In fact, our air conditioned generation has programmed itself to be completely intolerant of summer heat. (Especially me.) Our dear forefathers lived, farmed, fought wars, and fared well in this same heat. In old photos they all seem to be sporting hats and wool jackets in July. Back in the good old summer days, our neighborhoods were chock full of folks out on their front porches. We kids played ball in the street till dark. Now the 'hoods are literal ghost towns in the summer, everyone sealed up inside, with only the drone of the air conditioning units.

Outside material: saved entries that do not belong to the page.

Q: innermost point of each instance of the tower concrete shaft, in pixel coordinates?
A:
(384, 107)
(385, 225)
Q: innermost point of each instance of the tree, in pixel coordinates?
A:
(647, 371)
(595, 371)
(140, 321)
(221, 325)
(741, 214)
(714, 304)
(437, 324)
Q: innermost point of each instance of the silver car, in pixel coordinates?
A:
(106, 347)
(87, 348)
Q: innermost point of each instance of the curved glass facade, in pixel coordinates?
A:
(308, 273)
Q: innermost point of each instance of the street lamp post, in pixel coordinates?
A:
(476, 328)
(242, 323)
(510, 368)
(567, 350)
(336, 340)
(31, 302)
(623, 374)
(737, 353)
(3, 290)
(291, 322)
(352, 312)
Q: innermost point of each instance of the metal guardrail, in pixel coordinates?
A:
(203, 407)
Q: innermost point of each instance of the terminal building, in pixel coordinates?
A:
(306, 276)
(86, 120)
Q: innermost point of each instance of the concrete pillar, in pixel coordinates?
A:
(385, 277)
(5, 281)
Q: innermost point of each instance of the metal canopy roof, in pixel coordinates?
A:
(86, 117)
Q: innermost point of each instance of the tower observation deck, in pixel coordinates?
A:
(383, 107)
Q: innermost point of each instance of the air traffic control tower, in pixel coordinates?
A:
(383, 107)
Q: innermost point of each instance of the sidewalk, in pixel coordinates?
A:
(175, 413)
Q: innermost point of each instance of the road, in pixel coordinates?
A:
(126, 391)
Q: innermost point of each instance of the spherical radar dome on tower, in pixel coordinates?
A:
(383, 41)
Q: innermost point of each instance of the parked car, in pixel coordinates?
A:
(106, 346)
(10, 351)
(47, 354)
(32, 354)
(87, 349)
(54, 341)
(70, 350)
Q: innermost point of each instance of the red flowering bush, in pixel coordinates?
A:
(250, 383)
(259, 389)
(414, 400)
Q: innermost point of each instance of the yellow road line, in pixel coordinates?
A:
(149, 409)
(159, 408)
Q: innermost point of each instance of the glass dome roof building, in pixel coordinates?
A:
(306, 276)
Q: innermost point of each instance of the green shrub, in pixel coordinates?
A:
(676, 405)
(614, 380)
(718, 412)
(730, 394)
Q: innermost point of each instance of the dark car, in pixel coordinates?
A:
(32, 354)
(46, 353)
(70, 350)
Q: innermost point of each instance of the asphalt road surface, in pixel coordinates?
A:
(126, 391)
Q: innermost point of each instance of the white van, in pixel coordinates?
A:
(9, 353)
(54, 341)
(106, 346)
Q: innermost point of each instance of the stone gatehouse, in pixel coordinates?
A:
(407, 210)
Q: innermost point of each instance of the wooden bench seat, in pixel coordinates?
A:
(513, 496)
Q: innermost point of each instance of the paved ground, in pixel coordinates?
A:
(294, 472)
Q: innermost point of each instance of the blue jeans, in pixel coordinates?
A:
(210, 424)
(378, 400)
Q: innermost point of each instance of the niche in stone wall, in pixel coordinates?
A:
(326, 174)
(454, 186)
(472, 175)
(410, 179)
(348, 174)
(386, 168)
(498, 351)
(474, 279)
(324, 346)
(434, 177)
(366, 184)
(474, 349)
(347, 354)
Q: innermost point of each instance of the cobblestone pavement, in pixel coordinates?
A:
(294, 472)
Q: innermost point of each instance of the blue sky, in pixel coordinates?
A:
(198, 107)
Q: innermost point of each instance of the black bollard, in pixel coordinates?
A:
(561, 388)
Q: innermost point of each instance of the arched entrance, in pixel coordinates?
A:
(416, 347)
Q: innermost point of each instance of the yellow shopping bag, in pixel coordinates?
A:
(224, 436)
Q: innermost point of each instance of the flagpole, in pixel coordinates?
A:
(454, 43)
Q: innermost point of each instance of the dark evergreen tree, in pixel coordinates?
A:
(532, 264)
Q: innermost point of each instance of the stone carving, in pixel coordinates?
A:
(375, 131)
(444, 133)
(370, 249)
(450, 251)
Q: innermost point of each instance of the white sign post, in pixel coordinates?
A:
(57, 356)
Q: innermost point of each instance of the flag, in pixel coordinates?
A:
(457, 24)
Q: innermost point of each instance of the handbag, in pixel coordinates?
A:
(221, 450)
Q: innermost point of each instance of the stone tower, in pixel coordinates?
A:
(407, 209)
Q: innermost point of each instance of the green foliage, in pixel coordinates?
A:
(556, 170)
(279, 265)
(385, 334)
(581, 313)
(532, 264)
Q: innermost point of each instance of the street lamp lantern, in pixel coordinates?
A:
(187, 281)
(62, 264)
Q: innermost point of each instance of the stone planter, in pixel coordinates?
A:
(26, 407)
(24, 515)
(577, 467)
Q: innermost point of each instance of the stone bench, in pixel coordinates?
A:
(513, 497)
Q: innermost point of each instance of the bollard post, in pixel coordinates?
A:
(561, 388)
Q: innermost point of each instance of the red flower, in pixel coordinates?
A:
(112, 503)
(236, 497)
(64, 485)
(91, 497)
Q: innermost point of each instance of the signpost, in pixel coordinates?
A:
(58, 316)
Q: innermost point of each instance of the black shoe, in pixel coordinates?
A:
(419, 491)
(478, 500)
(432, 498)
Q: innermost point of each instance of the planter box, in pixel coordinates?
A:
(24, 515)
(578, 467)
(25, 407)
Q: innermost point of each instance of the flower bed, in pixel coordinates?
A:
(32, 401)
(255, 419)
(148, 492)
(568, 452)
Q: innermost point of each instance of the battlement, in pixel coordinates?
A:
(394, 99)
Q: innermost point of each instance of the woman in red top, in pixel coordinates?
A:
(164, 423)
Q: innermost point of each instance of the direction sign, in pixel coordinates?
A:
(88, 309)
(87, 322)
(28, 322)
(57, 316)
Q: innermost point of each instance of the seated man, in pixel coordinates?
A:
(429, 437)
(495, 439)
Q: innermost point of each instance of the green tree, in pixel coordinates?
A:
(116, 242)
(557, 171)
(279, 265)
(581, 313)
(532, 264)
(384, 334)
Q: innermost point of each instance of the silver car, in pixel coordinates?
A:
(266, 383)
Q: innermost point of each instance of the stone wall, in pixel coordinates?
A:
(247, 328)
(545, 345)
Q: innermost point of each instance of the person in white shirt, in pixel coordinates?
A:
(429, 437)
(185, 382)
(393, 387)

Not only has the increased use of air conditioning made us intolerant of the heat, and less sociable, it's contributed to a term known as "nature deficit disorder", the alleged trend that children are spending less time outdoors, resulting in a wide range of behavioral problems, including depression, anxiety and the long term ability to cope with stress and adversity. I was always big on chasing my kids out of the house, encouraging them to dig a hole, climb a tree, or just lie in the grass and look at the sky. Turns out, I was doing them a big favor.
Last, but not least, what about the massive consumption of power used to keep us cool and comfy in the summer. It's a strain on the power supply world wide. So, what's the answer? I, for one, am certainly not going to be first in line to volunteer to turn off my air. But, I did find a few practical summer tips from the Alliance to Save Energy:
- A well-maintained cooling system will run more efficiently, use less energy, and lower energy bills.
- Reduce the cooling load by effectively shading east and west windows. When possible, delay heat-producing activities such as dish washing until the evening. Close curtains during the day.
- During the cooling season, keep your house closed tight in the daytime to keep unwanted heat and humidity out. If practical, ventilate at night either naturally or with fans.
- Avoid running a dehumidifier at the same time as the AC. The dehumidifier will increase the cooling load and force the air conditioner to work harder.
- Turn off your computer and monitor when you are done using them; activate the “sleep” feature so the machine powers down when on but not in use for a while.
- Shift energy-intensive tasks such as laundry and dish washing to off-peak energy demand hours to increase electricity reliability during heat waves; do full loads when you run washers, dryers, and dishwashers.
- Switch to cold water washing of laundry in top-loading, energy-inefficient washing machines to save energy and up to $63 a year—detergents formulated for cold water get clothes just as clean; clean the lint filter in your dryer after every load.
- Keep lamps or TVs away from the air conditioner thermostat. The heat they generate will cause your air conditioner to run longer, running up bills unnecessarily.
By the way, did you know that the Romans referred to the "Dog Days" of summer as diēs caniculārēs and associated the hot weather with the star Sirius? They considered Sirius to be the "Dog Star" because it is the brightest star in the constellation Canis Major (Large Dog).
The old Farmer's Almanac lists the traditional timing of the Dog Days as the 40 days beginning July 3 and ending August 11.
So, keep cool in these doggy days, my friends. And don't forget to take your kids and grand kids to the park for a picnic. Let them hug a tree or two. As Martha would say, it's a good thing.